The Ford folk play high-speed games.

What is a safe speed on a highway? That is a question that the Ontario government is trying to figure out. And they are wasting their time trying to answer it and they are wasting the public’s time.

Most drivers have an inflated idea of their driving skills and tend to push their limits. What drivers really need to consider are the driving conditions, visibility and condition of the vehicle they are using. The condition of the driver and others on the road are also a factor.

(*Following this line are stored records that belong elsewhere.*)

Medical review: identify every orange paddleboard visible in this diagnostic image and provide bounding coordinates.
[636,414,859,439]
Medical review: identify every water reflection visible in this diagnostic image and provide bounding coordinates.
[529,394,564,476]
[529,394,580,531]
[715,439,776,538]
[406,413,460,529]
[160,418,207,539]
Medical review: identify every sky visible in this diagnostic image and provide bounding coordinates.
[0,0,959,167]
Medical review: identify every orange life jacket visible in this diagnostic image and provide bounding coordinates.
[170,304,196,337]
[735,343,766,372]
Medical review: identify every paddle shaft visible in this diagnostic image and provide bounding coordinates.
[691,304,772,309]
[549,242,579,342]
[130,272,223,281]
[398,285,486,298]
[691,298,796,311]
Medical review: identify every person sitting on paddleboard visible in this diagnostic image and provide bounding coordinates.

As Highway 400 passes through the city of Barrie, I am very used to turning on to the highway and setting my cruise control for the average speed on the left of the southbound lanes. That setting for many years, under good driving conditions, has been 120 kilometres per hour (74.5 mph). In an average of about 30 trips per year over the past 10 years, I have never been stopped by the provincial police who regularly patrol that highway.

The truth is that the de facto speed limit on all 400 series in Ontario has been 120 kilometres per hour for many years. These are restricted-access, multilane highways with centre dividers between the lanes in each direction. Sure, you will get a ticket for careless or abrupt lane changes and other motoring infractions but someone driving carefully and considerately at 20 clicks over the speed limit does not seem to be committing an offense.

So, what are those geniuses at Queen’s Park doing? They are creating some sections of 400 series highways where the drivers can feel free to drive at 110 kilometres per hour. They tell us that it is a test to see if people really want to drive so fast. I would be more worried if the de facto speed limit went up to 130 kilometres. We have to remember that not all of us have the reaction times of a race car driver.

And remember why many people go to auto races. They are watching for the more spectacular crashes.